Jacques Scott carries all of the wines that were featured at the tasting, including New Zealand sauvignon blanc Matua and Beringer’s private reserve cabernet.
Tukka is one of the leading vendors of Australian wines on the islands, adds executive chef and owner Ron Hargrave.
“We carry a lot of different wines from a lot of different regions but we specifically carry a lot of big, bold reds to match up with the kangaroo and a lot of the different game meats,” he says.
During the tasting, wines were paired with a menu of deep sea scallops, lobster bisque, jerked Muscovy duck breast and lamb cutlets, all prepared by Tukka. Dessert, a double chocolate lava cake, was served with Penfolds’ Club Tawny Port.
For those hesitant to dive into the world of fine wines, Copico encourages shoppers to branch out from time to time.

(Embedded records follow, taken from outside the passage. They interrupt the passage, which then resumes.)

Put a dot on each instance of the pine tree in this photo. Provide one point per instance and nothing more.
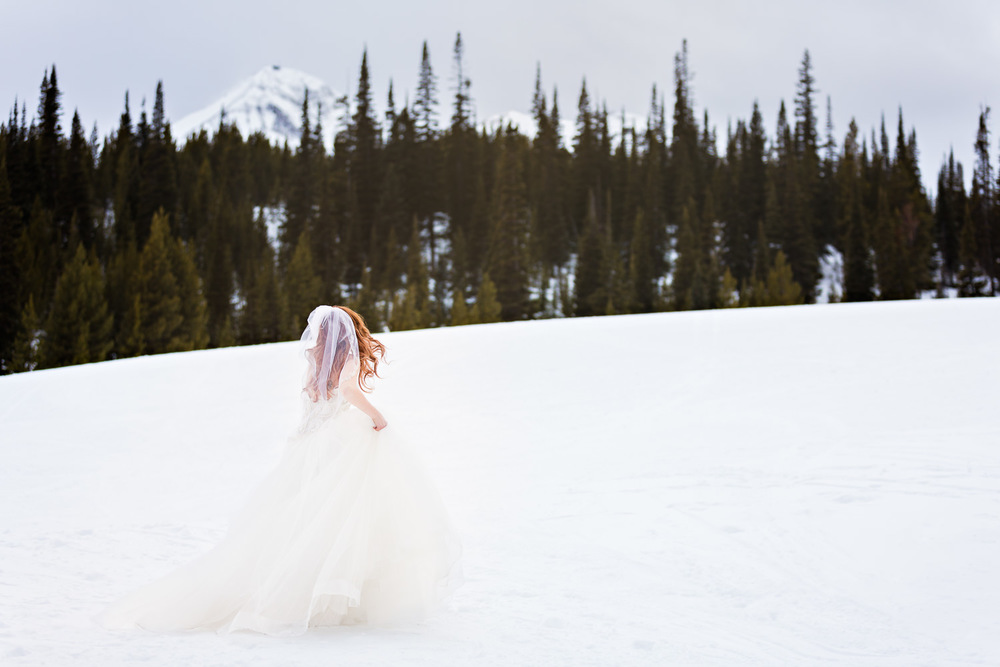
(303, 288)
(364, 166)
(982, 203)
(971, 279)
(50, 150)
(459, 309)
(590, 282)
(159, 300)
(640, 266)
(24, 352)
(77, 195)
(10, 268)
(782, 290)
(79, 326)
(949, 216)
(507, 260)
(690, 264)
(303, 189)
(487, 307)
(157, 177)
(859, 277)
(193, 333)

“Because wine has been put on a pedestal for many years, people are afraid to take that jump. But if you treat yourself once a month or every other month to a bottle that’s over $100, you’ll be pleasantly surprised with the quality,” he says.
Several of the wines featured at the tasting retail for under $100, including the Matua sauvignon blanc, Beringer’s chardonnay and Penfolds’ St. Henri Shiraz.